Políticas Fiscais podem mitigar o alastramento de queimadas
Atingi minha 9ª publicação neste ano. O artigo é Fiscal Policy and Deforestation (Política Fiscal e Desmatamento), publicado na revista Sustainable Futures. O artigo está neste link.
Nós discutimos como políticas fiscais podem reduzir as queimadas no Brasil. Políticas fiscais se dividem em dois eixos: i) gasto do governo e ii) tributação. Nós usamos queimadas para representar o desmatamento das florestas. Focamos em dois biomas: Mata Atlântica (MT) e Floresta Amazonas.
Os resultados mostraram que o governo conseguiria reduzir as queimadas com um mix de políticas fiscais que preservariam o equilíbrio orçamentário. O aumento do gasto público, juntamente com o aumento dos impostos, auxiliaria na redução das queimadas. Uma vantagem é que a posição fiscal não iria piorar, pois o gasto seria financiado pela tributação. O meio ambiente sairia beneficiado com a queda das queimadas - além de nós brasileiros, que respiraríamos um ar menos poluído.
Embora nosso trabalho mostre uma relação estatisticamente significativa entre a política fiscal e o desmatamento, ele apresenta algumas lacunas. A primeira é se é realmente desejável um aumento dos impostos. Eu antecipo que não. O Brasil, em comparação com países de nível econômico similar, tem elevada carga tributária. Nós brasileiros convivemos com produtos caros - em parte por conta dos impostos e distorções do sistema tributário.
A segunda lacuna é como o gasto público é realizado. O trabalho mostra que o gasto em bens públicos, como educação, saúde e defesa nacional auxiliam na redução das queimadas. Mas vamos somente até aí. Uma análise mais apurada precisa "quebrar" essas rubricas e detalhar como, por exemplo, o gasto em educação iria contribuir para a queda das queimadas. Seria por que pessoas com maior nível de escolaridade têm maior consciência de atos que promovem queimadas e, por conseguinte, tomariam ações para coibir o desmatamento? Nosso trabalho não responde esse tipo de questão.

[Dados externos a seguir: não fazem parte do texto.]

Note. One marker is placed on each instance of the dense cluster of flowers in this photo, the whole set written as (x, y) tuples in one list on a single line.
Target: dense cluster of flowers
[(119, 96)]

Outra lacuna é o aumento do gasto público. Um dos problemas econômicos do Brasil, e talvez de sua cultura, é sempre pensar e utilizar o gasto como ferramenta para resolver os seus problemas. O gasto público pode corrigir falhas na economia. Mas ele não é toda a história. No caso do desmatamento, ele se enquadra no conceito de externalidades (escrevi sobre esse termo aqui). Externalidades ocorrem quando a ação de uma pessoa ou empresa afeta terceiros, sem que o mercado responsabilize o autor da ação. A queimada é um caso clássico, pois quem a promoveu não é responsabilizado, mas todos pagam o preço, que é tanto a fumaça quanto a piora do ar. Assim, o governo pode melhorar a situação atuando neste segmento.
Entretanto, o meu ponto é que toda a estrutura do gasto do governo no Brasil deveria ser revista. O gasto fiscal para combater as queimadas é justificado pelo conceito de externalidades e de falhas de mercado (sempre que há uma falha de mercado, o governo poderia melhorar a situação para todos ao intervir). Desta forma, é desejável que ocorra o gasto na área ambiental. Mas e o gasto com privilégios para algumas categorias de servidores? E os subsídios para grandes empresas e o agronegócio? Zona Franca de Manaus? Consequentemente, no cenário ideal, o governo deveria revisar cada um de seus gastos, mantendo apenas aqueles que apresentem uma justificativa econômica plausível, respaldada por estudos científicos de qualidade - e análises de custo-benefício. Isso não acontece. E lamento dizer, não acontecerá tão breve.
De toda forma, essas lacunas evidenciam o que é um artigo científico: ele resolve uma questão mas deixa várias outras em aberto. Trabalhos futuros poderão preencher essas lacunas, enquanto apresentando outras. A ciência é um esforço coletivo de milhares de pesquisadores. Eu e os meus coautores (João, professor da Universidade da Flórida, e André, professor da Universidade de Utah) mostramos a direção: o governo pode reduzir as queimadas mantendo o equilíbrio fiscal. Trabalhos futuros irão complementar nosso resultado, melhorando nossa compreensão e fornecendo subsídios para a formulação de políticas ambientais que consigam prevenir a incidência de queimadas em todo o país.